Les nouveaux XL Bins de l’A320, désormais en service sur un A321neo d’American Airlines et qui feront partie intégrante de la cabine Airspace pour les monocouloirs qui sera introduite par JetBlue l’année prochaine.
Un mock-up physique dédié aux configurations haute densité de la famille A320 (188 sièges pour l’A320 et 240 sièges pour l’A321), avec l’agencement smart-lav, dernière rangée et porte arrière.

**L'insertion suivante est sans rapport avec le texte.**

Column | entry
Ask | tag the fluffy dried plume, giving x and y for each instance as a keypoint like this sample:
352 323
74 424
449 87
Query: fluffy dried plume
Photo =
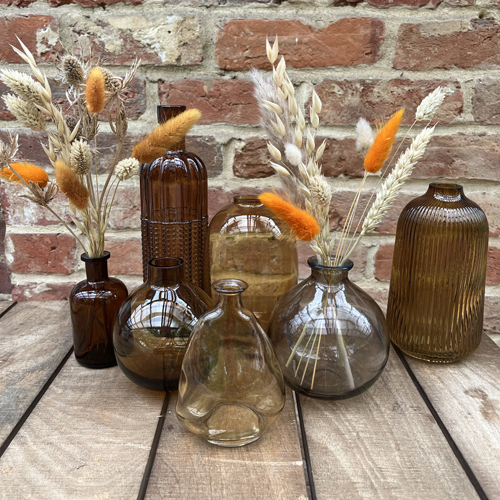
27 172
430 104
95 91
303 225
71 186
165 136
382 145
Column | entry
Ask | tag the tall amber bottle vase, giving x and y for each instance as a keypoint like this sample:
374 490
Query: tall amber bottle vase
436 298
174 217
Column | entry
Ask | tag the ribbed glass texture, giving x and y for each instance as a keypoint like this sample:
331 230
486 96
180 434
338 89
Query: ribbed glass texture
436 298
174 216
248 242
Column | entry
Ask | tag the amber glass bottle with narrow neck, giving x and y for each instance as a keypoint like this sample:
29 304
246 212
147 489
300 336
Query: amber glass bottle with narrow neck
174 214
436 299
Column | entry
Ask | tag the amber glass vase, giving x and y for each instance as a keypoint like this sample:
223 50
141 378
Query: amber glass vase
231 387
248 242
94 304
330 336
174 218
436 299
154 324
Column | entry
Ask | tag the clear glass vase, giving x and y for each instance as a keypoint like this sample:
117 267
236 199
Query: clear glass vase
154 324
248 242
330 336
436 299
231 386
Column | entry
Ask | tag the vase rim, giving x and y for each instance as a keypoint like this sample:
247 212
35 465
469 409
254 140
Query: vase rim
166 263
105 256
312 262
230 286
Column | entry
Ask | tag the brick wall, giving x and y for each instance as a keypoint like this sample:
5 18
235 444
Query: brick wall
366 58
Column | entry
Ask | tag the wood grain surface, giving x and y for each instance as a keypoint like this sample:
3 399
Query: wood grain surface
466 396
33 341
88 438
381 444
188 467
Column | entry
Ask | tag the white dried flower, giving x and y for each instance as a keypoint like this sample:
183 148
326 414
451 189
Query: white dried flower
24 86
275 152
81 157
293 154
127 168
430 104
26 112
320 190
364 135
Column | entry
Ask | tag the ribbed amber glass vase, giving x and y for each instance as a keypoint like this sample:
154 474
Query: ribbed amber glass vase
436 298
174 217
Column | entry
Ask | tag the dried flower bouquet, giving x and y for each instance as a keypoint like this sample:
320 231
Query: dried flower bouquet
72 136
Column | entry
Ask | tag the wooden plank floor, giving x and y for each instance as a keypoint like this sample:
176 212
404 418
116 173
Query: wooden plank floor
466 396
32 344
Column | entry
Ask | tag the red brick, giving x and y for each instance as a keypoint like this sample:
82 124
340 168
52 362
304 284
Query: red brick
29 28
155 39
126 255
219 100
42 291
91 3
345 101
493 269
448 44
383 262
348 42
40 253
486 101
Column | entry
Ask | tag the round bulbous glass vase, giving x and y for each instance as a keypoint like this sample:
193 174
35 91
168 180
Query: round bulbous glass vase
329 335
231 387
154 323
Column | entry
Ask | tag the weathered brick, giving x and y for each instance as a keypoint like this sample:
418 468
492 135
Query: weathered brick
347 42
383 262
39 33
219 100
158 40
40 253
126 255
42 291
447 44
486 101
345 101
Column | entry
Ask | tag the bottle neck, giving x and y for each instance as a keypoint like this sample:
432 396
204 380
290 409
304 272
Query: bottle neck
96 268
446 192
164 114
165 272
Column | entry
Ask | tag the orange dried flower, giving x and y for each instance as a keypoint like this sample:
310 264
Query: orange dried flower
304 226
71 186
382 145
165 136
28 172
95 91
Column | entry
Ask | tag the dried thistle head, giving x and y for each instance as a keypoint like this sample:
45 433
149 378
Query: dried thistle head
74 71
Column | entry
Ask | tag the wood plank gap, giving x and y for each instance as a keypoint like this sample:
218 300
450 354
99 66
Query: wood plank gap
154 447
33 404
311 490
456 450
3 313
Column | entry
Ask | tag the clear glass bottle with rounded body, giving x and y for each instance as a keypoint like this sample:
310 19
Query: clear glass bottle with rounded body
94 304
248 242
231 387
436 298
330 336
174 209
154 323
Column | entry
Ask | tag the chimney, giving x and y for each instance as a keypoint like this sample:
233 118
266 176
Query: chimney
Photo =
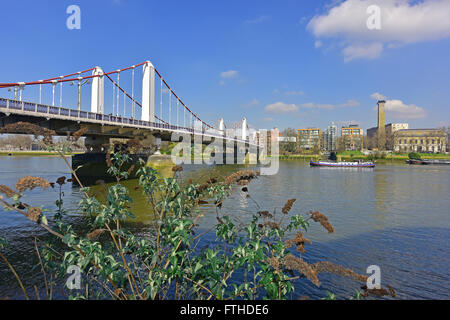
381 131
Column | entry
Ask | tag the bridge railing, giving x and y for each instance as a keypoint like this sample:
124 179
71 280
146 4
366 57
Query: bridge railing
45 110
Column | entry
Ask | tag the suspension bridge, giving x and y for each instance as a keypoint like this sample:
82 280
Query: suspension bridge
114 108
159 113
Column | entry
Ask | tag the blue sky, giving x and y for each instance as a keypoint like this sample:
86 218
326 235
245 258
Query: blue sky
278 63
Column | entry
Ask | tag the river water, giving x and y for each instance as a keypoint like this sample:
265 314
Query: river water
394 216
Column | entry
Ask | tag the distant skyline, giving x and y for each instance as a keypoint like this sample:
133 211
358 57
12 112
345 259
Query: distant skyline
278 63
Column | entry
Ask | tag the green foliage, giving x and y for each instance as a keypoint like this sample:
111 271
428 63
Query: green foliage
244 261
413 155
3 242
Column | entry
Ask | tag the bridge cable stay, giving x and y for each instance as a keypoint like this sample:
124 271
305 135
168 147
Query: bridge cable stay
160 94
118 96
127 95
116 86
132 95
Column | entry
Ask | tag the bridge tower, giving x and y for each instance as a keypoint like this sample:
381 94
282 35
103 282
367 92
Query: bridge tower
148 92
244 129
98 91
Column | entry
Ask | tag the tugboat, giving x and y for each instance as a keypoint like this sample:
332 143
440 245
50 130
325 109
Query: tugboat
342 164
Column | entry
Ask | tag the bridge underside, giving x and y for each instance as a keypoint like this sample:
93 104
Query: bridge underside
91 165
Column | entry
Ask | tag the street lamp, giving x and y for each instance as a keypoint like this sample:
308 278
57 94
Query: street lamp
80 83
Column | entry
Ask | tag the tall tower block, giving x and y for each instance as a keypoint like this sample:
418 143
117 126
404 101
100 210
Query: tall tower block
381 131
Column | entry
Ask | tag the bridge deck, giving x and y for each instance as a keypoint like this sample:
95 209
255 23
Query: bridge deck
9 106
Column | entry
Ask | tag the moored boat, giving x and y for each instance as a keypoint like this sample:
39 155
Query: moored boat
342 164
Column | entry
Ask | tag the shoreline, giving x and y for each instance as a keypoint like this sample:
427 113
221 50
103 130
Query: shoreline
32 154
390 158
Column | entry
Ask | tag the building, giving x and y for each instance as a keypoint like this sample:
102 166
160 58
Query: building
420 140
352 137
390 128
330 138
381 132
309 139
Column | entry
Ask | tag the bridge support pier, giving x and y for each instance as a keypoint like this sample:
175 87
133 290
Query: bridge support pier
97 144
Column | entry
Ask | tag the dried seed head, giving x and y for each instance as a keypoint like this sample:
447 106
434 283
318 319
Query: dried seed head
288 206
243 182
274 263
292 262
77 134
272 225
94 234
30 183
61 180
34 213
323 220
178 168
130 170
265 214
299 241
7 191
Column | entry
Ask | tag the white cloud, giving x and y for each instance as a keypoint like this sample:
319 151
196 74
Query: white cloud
350 103
402 22
367 51
294 93
229 74
281 107
311 105
252 103
396 109
259 19
377 96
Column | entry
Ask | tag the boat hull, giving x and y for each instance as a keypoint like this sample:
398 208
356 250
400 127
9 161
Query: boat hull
342 164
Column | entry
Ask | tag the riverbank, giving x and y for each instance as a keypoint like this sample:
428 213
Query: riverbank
32 153
350 157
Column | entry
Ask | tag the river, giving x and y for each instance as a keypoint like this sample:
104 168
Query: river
394 216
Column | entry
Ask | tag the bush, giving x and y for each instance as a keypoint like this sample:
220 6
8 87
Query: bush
246 261
413 155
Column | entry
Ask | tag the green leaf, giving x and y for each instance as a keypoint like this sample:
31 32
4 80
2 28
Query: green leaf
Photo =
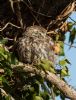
46 65
61 48
37 98
62 62
64 72
3 40
68 62
70 25
72 35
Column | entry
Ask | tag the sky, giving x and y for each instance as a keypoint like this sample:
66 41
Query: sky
71 56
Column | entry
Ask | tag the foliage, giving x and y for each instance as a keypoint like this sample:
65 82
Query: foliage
23 86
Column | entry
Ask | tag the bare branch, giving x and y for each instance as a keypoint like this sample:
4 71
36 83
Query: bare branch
52 78
9 23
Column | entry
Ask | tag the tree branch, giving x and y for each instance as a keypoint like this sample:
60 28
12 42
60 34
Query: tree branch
52 78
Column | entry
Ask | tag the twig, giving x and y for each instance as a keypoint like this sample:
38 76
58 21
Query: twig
70 45
9 23
52 78
35 11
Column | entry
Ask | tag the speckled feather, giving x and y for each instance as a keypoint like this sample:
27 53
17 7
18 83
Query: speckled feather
34 45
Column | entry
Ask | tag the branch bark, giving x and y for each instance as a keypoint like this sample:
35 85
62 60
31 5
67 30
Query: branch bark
52 78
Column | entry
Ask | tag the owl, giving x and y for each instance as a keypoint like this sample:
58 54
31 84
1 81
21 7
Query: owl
34 45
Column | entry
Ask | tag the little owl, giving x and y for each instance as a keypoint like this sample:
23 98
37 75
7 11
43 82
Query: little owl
34 45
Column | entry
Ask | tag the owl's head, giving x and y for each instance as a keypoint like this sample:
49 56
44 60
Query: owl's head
35 31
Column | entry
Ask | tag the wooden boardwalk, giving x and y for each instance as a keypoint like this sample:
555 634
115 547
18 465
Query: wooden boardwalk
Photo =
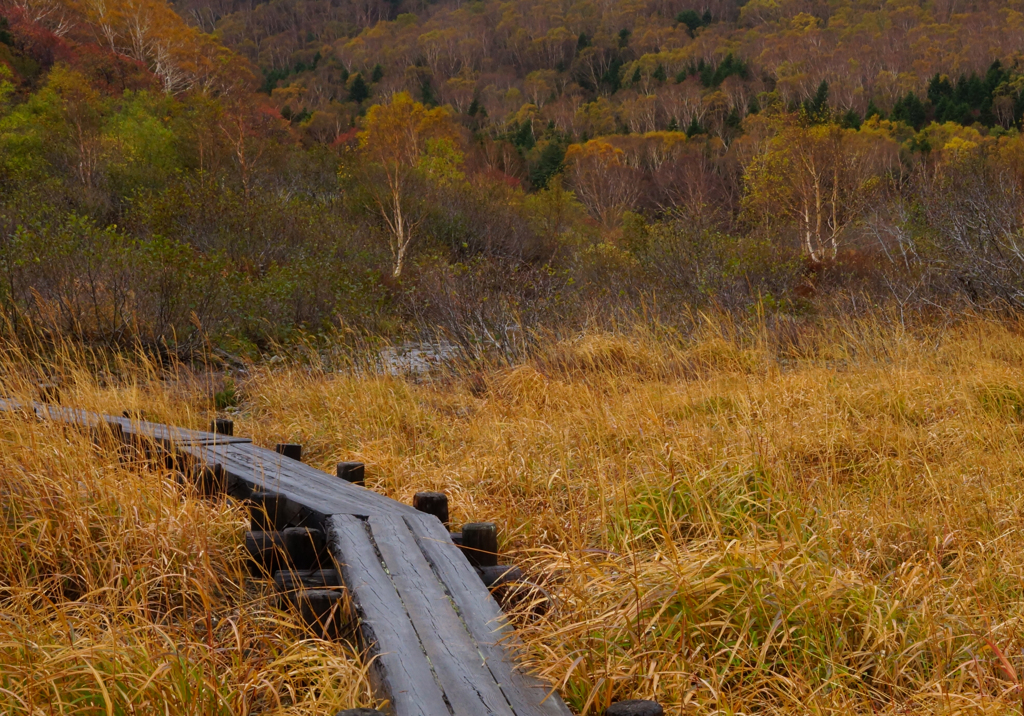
439 641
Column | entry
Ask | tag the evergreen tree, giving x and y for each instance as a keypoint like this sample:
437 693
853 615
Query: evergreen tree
851 120
910 110
357 89
548 164
691 19
817 107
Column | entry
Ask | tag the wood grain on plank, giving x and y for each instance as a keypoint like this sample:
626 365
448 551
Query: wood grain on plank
469 686
400 668
484 621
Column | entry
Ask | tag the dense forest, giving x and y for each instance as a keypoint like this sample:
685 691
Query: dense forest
243 172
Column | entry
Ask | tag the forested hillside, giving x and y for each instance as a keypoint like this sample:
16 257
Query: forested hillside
241 173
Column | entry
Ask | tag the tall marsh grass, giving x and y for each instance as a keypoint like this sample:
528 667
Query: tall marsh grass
822 519
125 592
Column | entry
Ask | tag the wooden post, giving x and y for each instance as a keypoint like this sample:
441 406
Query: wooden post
635 707
432 503
353 472
289 450
479 543
287 581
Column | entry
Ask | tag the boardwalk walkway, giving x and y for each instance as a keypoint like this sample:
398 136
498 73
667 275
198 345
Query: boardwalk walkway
439 640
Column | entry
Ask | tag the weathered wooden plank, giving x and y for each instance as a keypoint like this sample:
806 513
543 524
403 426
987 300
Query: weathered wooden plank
400 669
441 643
484 620
469 687
266 470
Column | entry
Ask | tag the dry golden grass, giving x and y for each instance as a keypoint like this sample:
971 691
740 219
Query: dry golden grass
808 520
123 592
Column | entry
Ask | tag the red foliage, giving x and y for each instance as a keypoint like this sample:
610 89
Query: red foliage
107 71
346 138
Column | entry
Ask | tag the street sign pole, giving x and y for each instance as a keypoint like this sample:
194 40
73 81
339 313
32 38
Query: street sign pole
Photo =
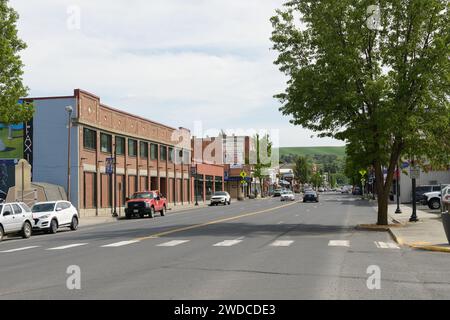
414 175
397 190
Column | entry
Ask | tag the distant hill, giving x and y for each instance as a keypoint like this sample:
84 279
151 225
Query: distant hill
304 151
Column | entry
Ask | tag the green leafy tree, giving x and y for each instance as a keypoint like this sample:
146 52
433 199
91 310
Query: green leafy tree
263 158
302 170
11 86
383 90
317 180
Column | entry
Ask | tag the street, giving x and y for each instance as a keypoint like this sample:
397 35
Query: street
255 249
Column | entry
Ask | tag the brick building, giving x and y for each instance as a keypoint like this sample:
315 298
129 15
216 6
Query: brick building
149 155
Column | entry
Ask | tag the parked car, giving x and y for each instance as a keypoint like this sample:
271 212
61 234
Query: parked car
15 218
433 199
311 196
220 197
287 195
145 203
52 215
421 190
277 192
446 198
2 196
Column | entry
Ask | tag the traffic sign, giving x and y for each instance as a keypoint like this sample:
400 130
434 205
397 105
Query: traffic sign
414 172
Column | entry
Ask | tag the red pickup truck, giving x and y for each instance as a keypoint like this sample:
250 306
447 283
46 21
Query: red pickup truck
145 203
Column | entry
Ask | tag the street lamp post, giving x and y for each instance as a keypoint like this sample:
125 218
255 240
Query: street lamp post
397 190
69 111
414 213
114 177
196 184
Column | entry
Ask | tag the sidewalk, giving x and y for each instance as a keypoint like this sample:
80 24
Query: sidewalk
427 234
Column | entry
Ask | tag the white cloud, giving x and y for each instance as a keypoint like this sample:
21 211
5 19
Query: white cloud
172 61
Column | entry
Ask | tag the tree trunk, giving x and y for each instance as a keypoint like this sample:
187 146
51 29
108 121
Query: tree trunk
383 187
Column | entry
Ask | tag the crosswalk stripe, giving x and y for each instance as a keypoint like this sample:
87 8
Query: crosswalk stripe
282 243
386 245
119 244
68 246
339 243
172 243
227 243
19 249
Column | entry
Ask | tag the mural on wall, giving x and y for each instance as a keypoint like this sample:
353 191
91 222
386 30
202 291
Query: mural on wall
16 142
11 141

Le compartiment de rangement de plafonnier (Centerline Ceiling Stowage – CCS) d’HAECO Cabin Solutions destiné aux appareils de la famille A320. Le CCS avait intégré le catalogue des équipements optionnels SFE d’Airbus il y a deux ans.
Une démonstration de réalité virtuelle pour la cabine A330.
Des vitrines montrant les divers équipements de secours disponibles pour le long-courrier A330.